Mi affaccio dalla finestra. Appoggiati alla fontana ci sono dei ragazzi con uno zainone grande almeno quanto le loro schiene. Ai piedi gli scarponi pieni di terra. Eccoli, sono arrivati altri camminatori! Si prende e si va al Circolo, sicuramente passeranno di là per il timbro. Stavolta c’è Gino a timbrare la credenziale, con lo sguardo accogliente e riservato. Poi, l’immancabile birra di fine tappa. Il Circolo è il luogo del quotidiano, lo spazio di incontro, immancabile appuntamento alla fine della giornata per due chiacchiere o una partita a carte.
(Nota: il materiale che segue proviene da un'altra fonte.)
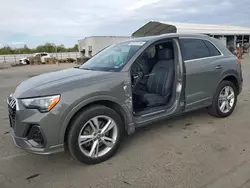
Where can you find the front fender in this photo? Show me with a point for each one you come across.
(81, 105)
E poi vedi loro, i camminatori che si amalgamano in quello spazio di paese con i loro zaini buttati in qualche angolo, gli scarponi, le facce stanche e con lo sguardo che timidamente e educatamente cerca quello dei locali. “Come si sta qui?”.

 

Arrivano qui così, con il sorriso di soddisfazione e gli occhi pieni tra l’incanto dei paesaggi e la malinconica emozione attraversando i luoghi del terremoto, alla penultima tappa prima di arrivare all’Aquila: Collebrincioni, che si raggiunge dopo 25 km da Mascioni (Campotosto). Una tappa lunga, stancante, tra dune quasi desertiche ma ricche di dettagli lasciati dai secoli di pascolo delle greggi e dell’agricoltura di montagna. Dune che ti accompagnano dolcemente al paese, l’ennesimo centro urbano di questo viaggio segnato dal sisma; qui quello dell’Aquila del 2009, che dopo 15 anni vive ancora di attese per la ricostruzione.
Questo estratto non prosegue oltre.